The supreme election board (YSK) had been deliberating over a demand from his Justice & Development Party (AKP) to rerun the elections after they were dealt a humiliating defeat, losing to the opposition Republican People’s Party (CHP) in the mayoral vote.
Its decision was announced as the Star went to press and followed weeks of protest by Mr Erdogan after his hand-picked candidate, former prime minister Binali Yildirim, lost out to the CHP’s Ekrem Imamoglu.
Mr Erdogan has pressed for a rerun of the poll citing irregularities and fraud in the conduct of the election in Turkey’s largest city.
He claimed that there was evidence of “organised crime” in the election.
Many saw it as an act of desperation, with the AKP also losing in the capital Ankara and the coastal city of Izmir.
Istanbul is the symbolic birthplace of the AKP and has been held by parties associated with Mr Erdogan for the last 25 years.
The list of nine complaints lodged by a desperate AKP included allowing public-sector workers who were sacked by decree under the state of emergency to vote.
The Turkish state claims that the 14,000 were dismissed because of links to terrorist organisations, but opposition groups warn that it was an attempt to purge institutions including the civil services and universities from dissidents.
Yesterday’s decision came after the YSK was placed under extreme pressure from Turkey’s tyrannical ruler who appeared to issue a direct order for it to overturn the result.
Mr Imamoglu will be replaced by a government appointed interim mayor until fresh elections are held on July 14.
It is the latest power grab by Mr Erdogan following poor election results for the AKP.
The YSK ruled that a number of district-level mayor-elects – all members of the pro-Kurdish Peoples’ Democracy Party (HDP) – weren’t qualified for office and runner-up candidates were eligible to become new mayors.

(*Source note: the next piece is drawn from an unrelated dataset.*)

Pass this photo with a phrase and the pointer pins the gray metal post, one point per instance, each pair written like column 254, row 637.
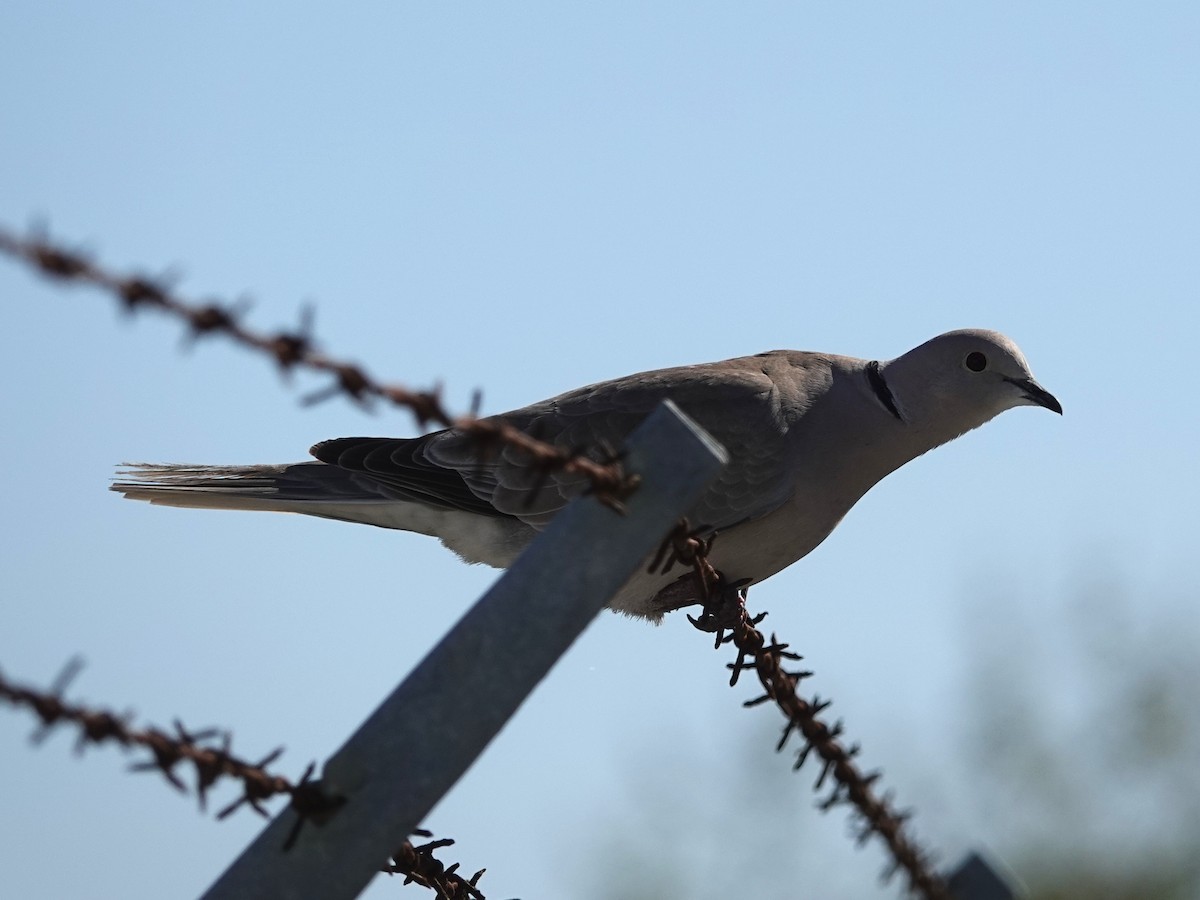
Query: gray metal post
column 433, row 726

AKP candidates took the mandates won in the March 31 local election, in six district municipalities in Erzurum, Van and Diyarbakir, and two town municipalities in Kars and Siirt.
The HDP branded the decision a conspiracy by the AKP and its nationalist allies to avoid losing key seats in the east of Turkey.
“This step taken by the YSK is part of a deliberate political conspiracy, nothing else,” HDP spokesman Saruhan Oluc said.